Bryan has often reminded me that changing the laws is going to be a long slow process. So when we who were part of Heeding God’s Call began talking about a gun merchants’ Code of Conduct signed by Wal-Mart, I was interested. We chose to present the code to Mr. Colismo, since by all reports his shop was a major source of illegal guns bought through this process of straw buying. When Mr. Colisimo refused to sign the code, we discussed the possibility of performing a direct action at his shop. For me the decision to join the direct action was simple, and a logical next step in my growing commitment to stop the flow of illegal guns.

Others may have more developed rationales for joining the action, but my rationale is straightforward, and is captured in the words of the Apostle Paul in his letter to the Romans where he said: “I beseech you brothers and sisters, to present your bodies as a living sacrifice, holy and acceptable to the Lord. For this is your act of spiritual worship.” For me, participating in the direct action and sitting down in front of Mr. Colisimo’s store when we were refused entry, was an act of my Christian commitment and an act of worship. It was a way for me to literally put my body on the line for stopping gun violence. My sitting down in front of Colisimo’s store was a concrete, physical act of faith, pure and simple.

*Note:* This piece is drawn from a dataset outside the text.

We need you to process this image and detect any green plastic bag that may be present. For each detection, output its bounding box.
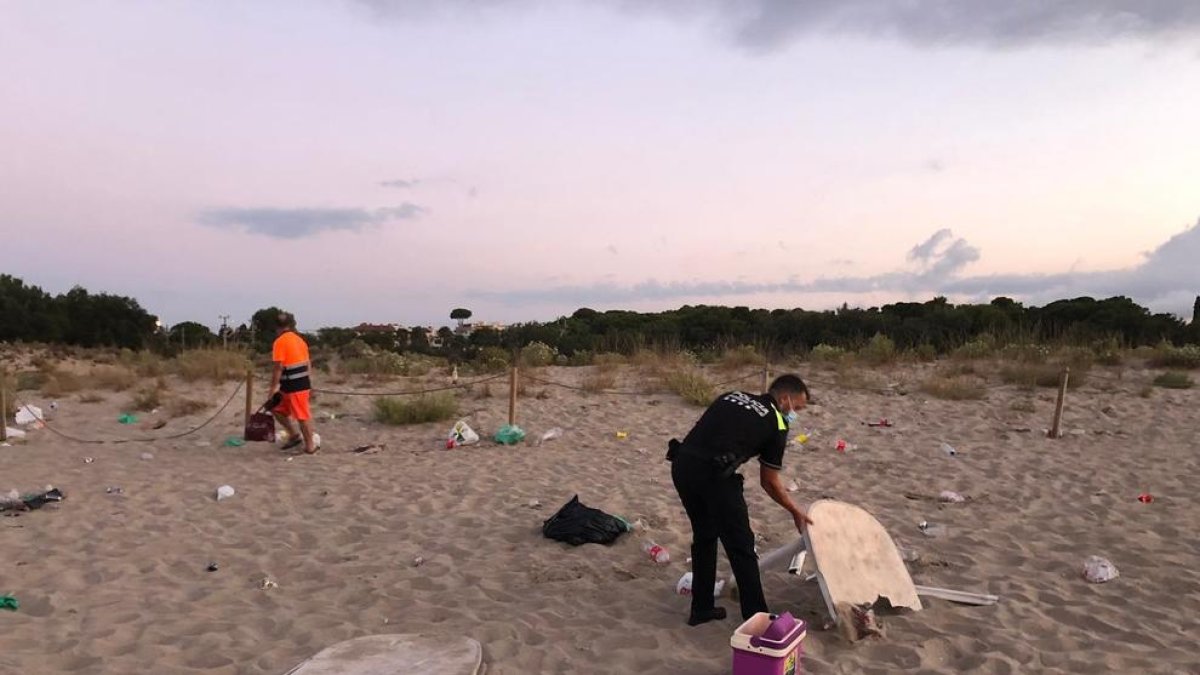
[494,424,524,446]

The irony of this whole affair is that the police who arrested me and who blocked our entrance to Mr. Colisimo’s shop are the ones on the front lines suffering from the presence of illegal guns on our streets. I can’t imagine what it must be like for them to go out on some calls knowing they could be fired at. I admire their courage. Yet how ironic that they arrested me for trying to stop the flow of the illegal guns being fired at them. I pointed this out to one of the officers just before I was arrested, but he was not hearing any of it.

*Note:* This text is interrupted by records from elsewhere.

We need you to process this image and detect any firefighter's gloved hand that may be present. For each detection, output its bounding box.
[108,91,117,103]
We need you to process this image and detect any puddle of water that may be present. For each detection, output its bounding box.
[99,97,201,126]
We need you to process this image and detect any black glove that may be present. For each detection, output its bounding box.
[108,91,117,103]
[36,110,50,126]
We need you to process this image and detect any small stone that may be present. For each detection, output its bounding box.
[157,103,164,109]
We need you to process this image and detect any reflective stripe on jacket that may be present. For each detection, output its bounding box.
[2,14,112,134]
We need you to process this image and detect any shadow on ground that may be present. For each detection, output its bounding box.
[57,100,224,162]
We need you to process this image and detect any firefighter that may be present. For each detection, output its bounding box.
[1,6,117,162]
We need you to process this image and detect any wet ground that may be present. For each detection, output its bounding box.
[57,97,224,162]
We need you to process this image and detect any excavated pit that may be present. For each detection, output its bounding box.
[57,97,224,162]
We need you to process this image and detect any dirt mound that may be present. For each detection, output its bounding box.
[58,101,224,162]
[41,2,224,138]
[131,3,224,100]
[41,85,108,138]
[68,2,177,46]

It is also ironic that the D.A.’s office is bringing this case, when they have testified on behalf of the very laws I too would like to see passed: the lost and stolen, and one handgun a month bills. It is further ironic that I am being tried in a court in Philadelphia, which itself has passed these laws, but has been prevented by legal challenges to enforce these laws I too would like to see enforced.

I am not the offender in this court. I am not the criminal. The criminals in this case are those who block the passage of sane laws, and who object to signing a simple code of conduct that would slow down the process of straw buying. Those are the ones who should be on trial, not the twelve of us who stand before you today. If I am a criminal, then the DA’s who are trying me, and the city of Philadelphia are also criminal, because we are all on the same side. I contend I am not in the wrong and should not be convicted of a crime because I don’t believe the city of Philadelphia is wrong or the DA’s office is wrong in trying to stop the process of straw buying. The criminals in this case are still free to operate: gun shops like Mr. Colisimo’s who look the other way to make a sale, and who won’t put common sense practices in place to discourage straw buying. The criminals in this case are those like the NRA who oppose the passage of these common sense laws. The criminals are politicians who allow their votes on these gun laws to be swayed by the NRA’s money. These are the criminals in this case, and they are not on trial, but were we acting logically and in accordance what is right and just, they would be.

So, your honor, I ask that you see this case for what it is: a complete contradiction of justice, and acquit me on the charges brought against me.